6. Pourquoi remet-on en cause le multiculturalisme et pas le monoculturalisme?
Cette semaine, nous venons d’entendre pas mal d’attaques contre le multiculturalisme, qui serait à la source de cette série de tueries délirantes.
Alors, pour commencer, j’en avais parlé sur Minorités: la société française est, par essence, multiculturelle. S’il est bien un pays en Europe qui arrive bien à gérer les différences ethniques et religieuses au quotidien, parce que la nation est totalement distincte de l’appartenance ethnique, c’est la France. Comme le rappellent les spécialistes de la question, en particulier Emannuel Todd, c’est une longue tradition de mariage exogame, de relative tolérance religieuse et raciale, qui permet à la France d’être cette nation multiculturelle dont la grandeur dépasse largement sa taille géographique et démographique.
Ensuite, s’il est bien un ensemble de pouvoir qui n’est absolument pas multiculturel, c’est bien le système politique et médiatique français: les femmes françaises blanches et riches ont déjà du mal à accéder aux postes importants. Quant aux Français un peu différents, du fait de leur classe sociale, leur couleur de peau, leur origine ethnique, leur orientation sexuelle, leur accent ou leur religion, ils y sont quasiment absents. J’en ai longuement parlé dans Le grand mélange, et quatre ans plus tard la situation est pire encore: même les Rachida Dati et autres Fadela Amara, créatures exotiques de service, ne sont plus au gouvernement pour donner le change.
Dans mon nouveau livre qui sort début avril, Marine ne perd pas le Nord, je me demande (entre autres) si un des ressorts essentiels du succès de Madame Le Pen n’est pas justement le sentiment d’exclusion causé par cette culture dominante, qui touche de plus en plus de Français. Cette haine du système touche désormais les «petits blancs» après avoir touché les petits Noirs et les petits Arabes.

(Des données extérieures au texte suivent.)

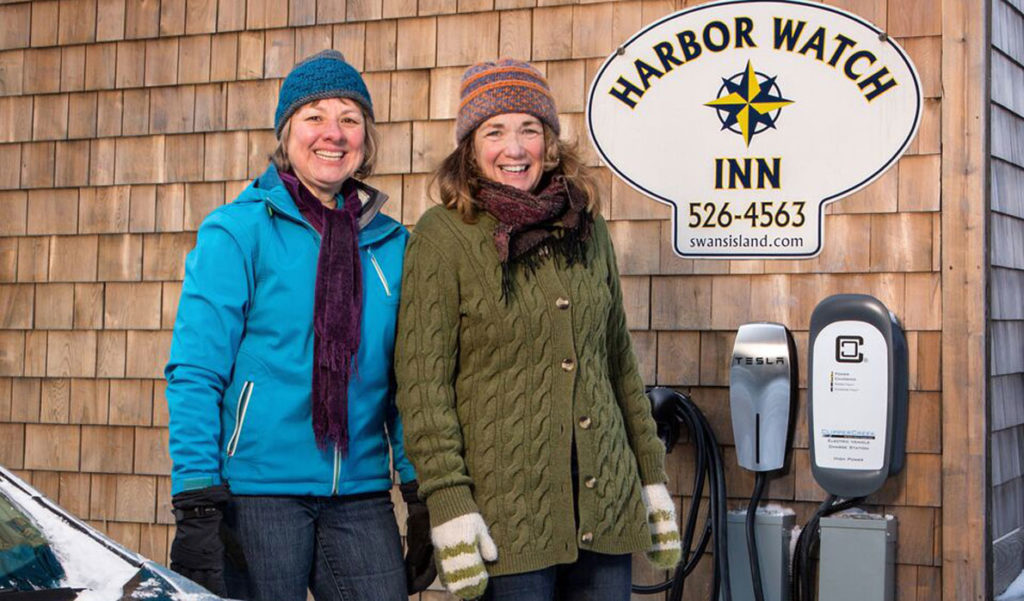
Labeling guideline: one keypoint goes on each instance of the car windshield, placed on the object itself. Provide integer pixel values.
(27, 561)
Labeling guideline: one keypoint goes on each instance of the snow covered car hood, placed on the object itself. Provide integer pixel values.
(44, 548)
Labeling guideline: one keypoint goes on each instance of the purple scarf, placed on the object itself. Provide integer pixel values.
(337, 307)
(555, 218)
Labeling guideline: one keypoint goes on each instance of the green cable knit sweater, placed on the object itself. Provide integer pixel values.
(492, 396)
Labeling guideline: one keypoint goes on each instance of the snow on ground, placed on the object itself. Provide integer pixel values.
(87, 563)
(1015, 592)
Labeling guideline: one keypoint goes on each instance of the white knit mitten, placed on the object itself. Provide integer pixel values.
(462, 545)
(666, 549)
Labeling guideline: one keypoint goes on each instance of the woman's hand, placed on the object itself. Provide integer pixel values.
(666, 549)
(462, 546)
(420, 566)
(198, 552)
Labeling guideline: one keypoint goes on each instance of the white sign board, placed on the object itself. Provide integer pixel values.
(750, 116)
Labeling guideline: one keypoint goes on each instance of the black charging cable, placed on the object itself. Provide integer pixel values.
(672, 410)
(801, 580)
(752, 542)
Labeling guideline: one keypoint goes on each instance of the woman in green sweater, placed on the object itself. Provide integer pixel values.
(523, 409)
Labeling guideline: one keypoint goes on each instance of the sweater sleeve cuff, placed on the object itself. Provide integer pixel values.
(448, 504)
(652, 469)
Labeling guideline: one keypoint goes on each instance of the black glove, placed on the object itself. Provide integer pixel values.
(198, 552)
(420, 567)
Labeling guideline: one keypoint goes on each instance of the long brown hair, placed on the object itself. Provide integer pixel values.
(458, 178)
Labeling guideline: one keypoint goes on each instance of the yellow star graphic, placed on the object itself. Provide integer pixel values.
(747, 97)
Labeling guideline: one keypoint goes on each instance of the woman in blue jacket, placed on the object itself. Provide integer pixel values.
(280, 383)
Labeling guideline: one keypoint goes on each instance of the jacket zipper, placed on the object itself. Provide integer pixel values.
(337, 469)
(240, 417)
(380, 272)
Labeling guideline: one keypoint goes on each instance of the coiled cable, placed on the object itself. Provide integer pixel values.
(752, 543)
(672, 410)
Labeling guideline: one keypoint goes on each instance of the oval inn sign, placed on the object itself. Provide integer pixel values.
(749, 117)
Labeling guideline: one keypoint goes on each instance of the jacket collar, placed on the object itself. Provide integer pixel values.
(371, 228)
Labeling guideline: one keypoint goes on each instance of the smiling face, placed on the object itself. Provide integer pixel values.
(509, 148)
(325, 144)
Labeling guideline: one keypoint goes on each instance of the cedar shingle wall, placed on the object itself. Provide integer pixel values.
(1007, 291)
(124, 122)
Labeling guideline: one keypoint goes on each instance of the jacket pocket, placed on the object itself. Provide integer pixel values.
(240, 417)
(390, 294)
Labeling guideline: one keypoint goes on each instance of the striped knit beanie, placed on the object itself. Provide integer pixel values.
(506, 86)
(325, 75)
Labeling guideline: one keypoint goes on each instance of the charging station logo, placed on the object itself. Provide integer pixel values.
(848, 349)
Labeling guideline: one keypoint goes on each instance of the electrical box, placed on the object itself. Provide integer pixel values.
(858, 558)
(857, 394)
(773, 530)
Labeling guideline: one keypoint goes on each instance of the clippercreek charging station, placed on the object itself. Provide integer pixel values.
(857, 396)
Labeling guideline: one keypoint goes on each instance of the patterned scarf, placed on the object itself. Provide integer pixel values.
(337, 307)
(555, 218)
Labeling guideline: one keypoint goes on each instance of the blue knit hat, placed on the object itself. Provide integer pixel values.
(506, 86)
(325, 75)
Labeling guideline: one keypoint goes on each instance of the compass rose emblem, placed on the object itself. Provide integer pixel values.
(749, 102)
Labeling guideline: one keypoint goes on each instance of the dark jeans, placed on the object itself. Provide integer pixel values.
(593, 577)
(341, 549)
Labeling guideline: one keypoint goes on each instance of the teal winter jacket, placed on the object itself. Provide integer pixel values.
(240, 376)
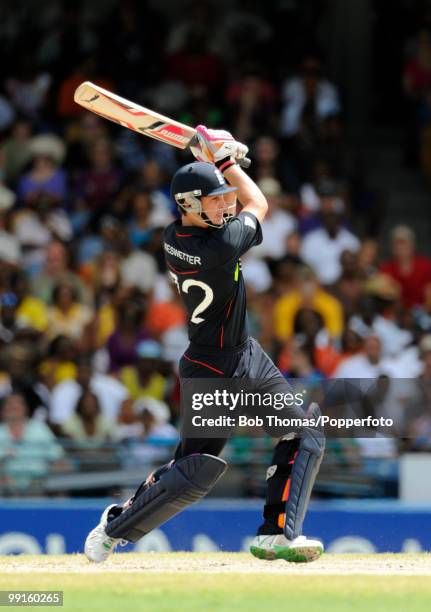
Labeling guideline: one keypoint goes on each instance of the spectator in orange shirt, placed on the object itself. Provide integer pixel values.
(412, 272)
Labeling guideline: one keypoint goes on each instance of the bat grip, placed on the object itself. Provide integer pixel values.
(244, 162)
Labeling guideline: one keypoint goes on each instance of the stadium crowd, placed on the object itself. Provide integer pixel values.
(91, 329)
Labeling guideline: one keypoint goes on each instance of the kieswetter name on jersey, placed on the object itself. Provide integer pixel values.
(193, 259)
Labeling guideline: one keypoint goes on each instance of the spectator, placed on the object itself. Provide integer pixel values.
(252, 104)
(308, 97)
(20, 376)
(29, 89)
(56, 270)
(411, 271)
(369, 364)
(98, 184)
(16, 150)
(302, 363)
(129, 331)
(31, 312)
(322, 248)
(350, 286)
(28, 448)
(376, 314)
(10, 248)
(66, 315)
(144, 379)
(59, 363)
(418, 406)
(307, 294)
(110, 392)
(277, 225)
(157, 435)
(87, 426)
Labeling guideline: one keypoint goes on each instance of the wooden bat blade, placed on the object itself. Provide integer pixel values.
(133, 116)
(136, 117)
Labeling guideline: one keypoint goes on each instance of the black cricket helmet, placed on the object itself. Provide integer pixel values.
(195, 180)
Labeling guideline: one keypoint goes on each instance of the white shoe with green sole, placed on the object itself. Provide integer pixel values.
(299, 550)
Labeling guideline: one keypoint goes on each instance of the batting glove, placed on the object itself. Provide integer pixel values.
(217, 146)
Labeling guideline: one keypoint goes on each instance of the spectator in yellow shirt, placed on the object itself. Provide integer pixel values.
(307, 294)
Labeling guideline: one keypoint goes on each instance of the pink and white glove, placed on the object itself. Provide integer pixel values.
(214, 146)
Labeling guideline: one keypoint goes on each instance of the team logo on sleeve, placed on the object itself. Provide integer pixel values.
(220, 176)
(249, 221)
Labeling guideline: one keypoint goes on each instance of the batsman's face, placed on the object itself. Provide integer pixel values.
(215, 207)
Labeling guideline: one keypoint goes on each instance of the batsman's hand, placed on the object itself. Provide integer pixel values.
(214, 146)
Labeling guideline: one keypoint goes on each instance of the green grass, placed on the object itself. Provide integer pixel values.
(220, 592)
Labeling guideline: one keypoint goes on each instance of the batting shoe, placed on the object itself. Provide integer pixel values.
(98, 545)
(299, 550)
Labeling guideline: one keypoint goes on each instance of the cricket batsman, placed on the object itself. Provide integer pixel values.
(202, 252)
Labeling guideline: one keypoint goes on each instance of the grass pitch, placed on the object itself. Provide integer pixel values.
(219, 582)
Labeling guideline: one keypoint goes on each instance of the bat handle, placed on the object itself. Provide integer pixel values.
(244, 162)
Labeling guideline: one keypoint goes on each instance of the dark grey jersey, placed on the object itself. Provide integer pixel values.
(204, 264)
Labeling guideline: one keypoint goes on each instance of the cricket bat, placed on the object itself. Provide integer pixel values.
(137, 118)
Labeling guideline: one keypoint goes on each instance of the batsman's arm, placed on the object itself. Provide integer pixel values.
(249, 195)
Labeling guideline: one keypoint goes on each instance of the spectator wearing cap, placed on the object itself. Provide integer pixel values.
(322, 247)
(307, 294)
(28, 448)
(411, 271)
(143, 379)
(10, 248)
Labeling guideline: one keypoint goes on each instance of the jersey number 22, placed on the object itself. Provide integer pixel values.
(203, 305)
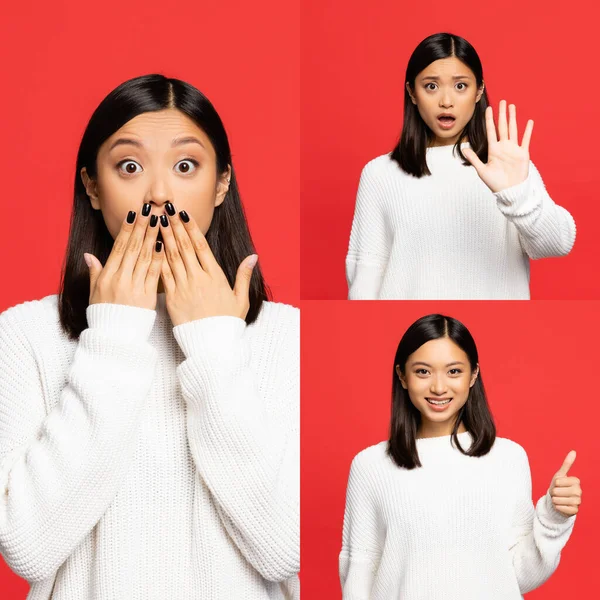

On ne peux pas dire que le multiculturalisme est au pouvoir. Non. Au contraire, c’est le monoculturalisme qui règne. C’est la culture bling-bling ringarde, raciste, ethnocentrique, vulgaire, autosatisfaite et intolérante de la clique au pouvoir qui règne en maître. Ses victimes sont innombrables, quotidiennes et marquées pour longtemps, et je soupçonne que ce monoculturalisme est la cause de l'ambiance délétère qui règne dans ce pays dès qu’il est question d’altérité et des différences.
J’aimerais qu’on commence enfin à se poser la question sérieusement, collectivement: la domination totale du monoculturalisme des élites au pouvoir n’est-elle pas responsable de trop de malheurs dans ce pays, et n’a-t-elle pas eu pour conséquence la mort d’innocents?
Laurent Chambon
Cet article a été originellement publié dans la revue en ligne Minorités.